Going back to proxy access, formal group efforts may be an even greater threat than wolf packs because three 1% shareholders could form a group and look to immediately submit a group slate of shareholder-nominated candidates, assuming each member held their respective position for three years. The current proxy access proposals are silent with regard to the group having a formal status or being recognized as a group for the entire duration of the individual group member’s ownership. The companies may not have the advance notice that it is assumed from the three-year ownership provision. Companies may need to include language similar to the Whole Foods proposal, which permits “any shareholder (but not a group of shareholders)” proxy access under the company criteria of 5% ownership for five years. Many companies are relying upon the Whole Foods no-action letter, which was granted on the basis of the proposal conflicting with management’s proxy access proposal, including Cabot Oil & Gas (5% for three years); Arch Coal and Marathon Oil (5% for five years and single shareholder); eBay (5% for four years); First Merit (5% for three years and no groups greater than 10 shareholders).

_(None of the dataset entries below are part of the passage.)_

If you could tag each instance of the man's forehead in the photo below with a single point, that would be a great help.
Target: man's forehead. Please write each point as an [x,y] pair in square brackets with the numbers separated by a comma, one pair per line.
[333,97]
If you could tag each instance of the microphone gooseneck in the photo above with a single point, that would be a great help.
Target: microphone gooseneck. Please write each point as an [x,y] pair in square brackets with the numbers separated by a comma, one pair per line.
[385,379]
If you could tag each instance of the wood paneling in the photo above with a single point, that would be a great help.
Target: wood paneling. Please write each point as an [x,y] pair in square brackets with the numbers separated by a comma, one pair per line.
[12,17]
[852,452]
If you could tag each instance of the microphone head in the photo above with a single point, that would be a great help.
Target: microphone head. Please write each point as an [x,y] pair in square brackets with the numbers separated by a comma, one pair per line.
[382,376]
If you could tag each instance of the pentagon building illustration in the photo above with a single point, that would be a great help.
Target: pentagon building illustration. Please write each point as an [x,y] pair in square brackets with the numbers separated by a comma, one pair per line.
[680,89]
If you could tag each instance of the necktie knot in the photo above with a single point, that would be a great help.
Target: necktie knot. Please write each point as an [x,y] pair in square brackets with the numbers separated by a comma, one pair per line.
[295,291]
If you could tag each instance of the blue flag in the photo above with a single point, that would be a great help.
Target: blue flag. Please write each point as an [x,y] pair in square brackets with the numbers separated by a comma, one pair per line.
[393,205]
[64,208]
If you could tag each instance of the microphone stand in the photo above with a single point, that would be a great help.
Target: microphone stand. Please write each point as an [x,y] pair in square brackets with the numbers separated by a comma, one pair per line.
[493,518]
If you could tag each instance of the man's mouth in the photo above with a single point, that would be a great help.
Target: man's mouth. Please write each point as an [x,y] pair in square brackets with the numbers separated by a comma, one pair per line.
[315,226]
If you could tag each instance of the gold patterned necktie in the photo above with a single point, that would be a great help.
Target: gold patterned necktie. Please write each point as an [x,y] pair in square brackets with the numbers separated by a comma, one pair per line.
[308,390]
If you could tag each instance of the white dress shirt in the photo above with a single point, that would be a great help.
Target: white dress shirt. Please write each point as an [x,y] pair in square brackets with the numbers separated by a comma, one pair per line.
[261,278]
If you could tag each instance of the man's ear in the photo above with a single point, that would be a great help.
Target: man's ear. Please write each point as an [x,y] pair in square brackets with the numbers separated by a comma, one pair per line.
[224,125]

Although such coordination may appear to violate insider trading rules, the information is often freely disseminated by the dissident and there is no breach of a fiduciary duty. With the ability of a dissident to reach a large audience and the SEC no longer serving as a proxy censor, wolf pack and formal group campaigns may solidify organically as information is shared. Starboard Value issued 14 press releases and a 300-page report on its critique of Darden Restaurants, and its public tactics gained sufficient support to win all 12 board seats at the 2014 shareholder meeting, including support from often-allied Barington whose prior campaign to break apart Darden had failed; Third Point won three seats on Sotheby’s board with support from Marcato Capital Management; PetSmart sold itself to a private investor group under pressure from Jana Partners and Longview Assets. These are just some of the high profile examples of activists joining together on campaigns as the growing number of activist-driven funds increases and list of potential value-driven investing opportunities dwindles.